Za tobą powrót do JKH GKS-u Jastrzębie. Jak to się stało, że się tu ponownie znalazłeś?
– Pojawiłem się tu bardzo szybko. Od początku miałem kilka ofert, między innymi z klubów Ekstraklasy Słowacji oraz z Jastrzębia. Po nieudanych próbach w ojczyźnie, jastrzębscy działacze doprowadzili do mojego powrotu. Po spotkaniu z Re-Plast Unią Oświęcim otrzymałem telefon od trenera, że chce dokonać zmiany w kadrze. Jestem szczęśliwy, że mogę grać w hokej.
A jakie zdanie ma twoja najbliższa rodzina?
– Mieszkam niedaleko stąd w Ołomuńcu w Czechach. Droga autostradą zajmuje około godziny. Z rodziną widzimy się w tygodniu oraz na weekend. Dla mnie jest to super miejsce do rozwoju.

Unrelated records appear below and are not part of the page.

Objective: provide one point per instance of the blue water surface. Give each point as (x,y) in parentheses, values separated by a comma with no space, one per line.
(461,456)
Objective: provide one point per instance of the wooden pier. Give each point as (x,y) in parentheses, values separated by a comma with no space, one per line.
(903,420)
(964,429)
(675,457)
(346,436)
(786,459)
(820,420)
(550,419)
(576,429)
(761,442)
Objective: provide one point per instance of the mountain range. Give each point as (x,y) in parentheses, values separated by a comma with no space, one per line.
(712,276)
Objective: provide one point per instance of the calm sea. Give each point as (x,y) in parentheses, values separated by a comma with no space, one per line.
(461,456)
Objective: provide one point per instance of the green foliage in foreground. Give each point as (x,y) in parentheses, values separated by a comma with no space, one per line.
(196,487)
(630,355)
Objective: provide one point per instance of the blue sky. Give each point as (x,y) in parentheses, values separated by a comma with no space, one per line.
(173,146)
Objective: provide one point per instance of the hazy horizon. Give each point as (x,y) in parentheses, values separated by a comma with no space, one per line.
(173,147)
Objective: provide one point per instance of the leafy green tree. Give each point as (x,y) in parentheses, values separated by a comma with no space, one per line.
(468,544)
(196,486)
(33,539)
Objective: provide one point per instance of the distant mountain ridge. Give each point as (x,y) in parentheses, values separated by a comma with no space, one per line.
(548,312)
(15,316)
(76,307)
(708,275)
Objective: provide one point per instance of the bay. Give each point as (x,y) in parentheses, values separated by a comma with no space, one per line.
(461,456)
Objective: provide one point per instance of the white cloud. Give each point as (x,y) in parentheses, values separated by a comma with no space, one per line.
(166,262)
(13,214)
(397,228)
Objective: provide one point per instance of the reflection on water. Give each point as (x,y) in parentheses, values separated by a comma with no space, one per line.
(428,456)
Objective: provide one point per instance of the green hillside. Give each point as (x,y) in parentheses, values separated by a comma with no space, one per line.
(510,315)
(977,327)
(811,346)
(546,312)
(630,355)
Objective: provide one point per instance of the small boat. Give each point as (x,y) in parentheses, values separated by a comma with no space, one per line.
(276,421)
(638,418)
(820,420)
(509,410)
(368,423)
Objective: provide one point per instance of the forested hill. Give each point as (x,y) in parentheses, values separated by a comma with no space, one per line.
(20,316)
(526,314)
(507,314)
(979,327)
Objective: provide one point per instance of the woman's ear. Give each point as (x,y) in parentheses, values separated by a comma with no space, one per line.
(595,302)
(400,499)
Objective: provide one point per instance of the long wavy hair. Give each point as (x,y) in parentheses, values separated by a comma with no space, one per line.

Jakie masz indywidualne cele na ten sezon, do kiedy będzie obowiązał kontrakt?
– Mam kontrakt do końca tego sezonu z opcją przedłużenia o kolejny rok. Jestem zawodnikiem, który chce wygrywać każdy mecz. Mój ostatni pobyt tutaj był udany. Chcemy wrócić na zwycięską ścieżkę. Nie jesteśmy faworytem, ale tym bardziej będziemy chcieli coś udowodnić.
Dzisiaj przed spotkaniem zerknąłem na twoje profile w mediach społecznościowych – Instagramie. Równolegle prowadzisz również treningi personalne?
– Na ten moment nie prowadzę jeszcze treningów. Nie znając do końca odpowiedzi na pytanie gdzie będę grał w tym sezonie, nie szukałem klientów. Miałem dużo wolnego czasu i potrzebowałem odciąć się. Już od paru lat chodzi mi po głowie prowadzenie zajęć. Zrobiłem kurs trenera przygotowania. To czego nauczyłem się chciałbym przełożyć na zajęcia z młodymi adeptami. Na ten moment się tym bawię. Chcę zdobyć jak największą liczbę obserwujących. Maksymalnie godzinę dziennie temu poświęcam. Nie chcę tego odpuścić. Zrobiłem w tym kierunku pierwszy krok, na pewno nie ostatni.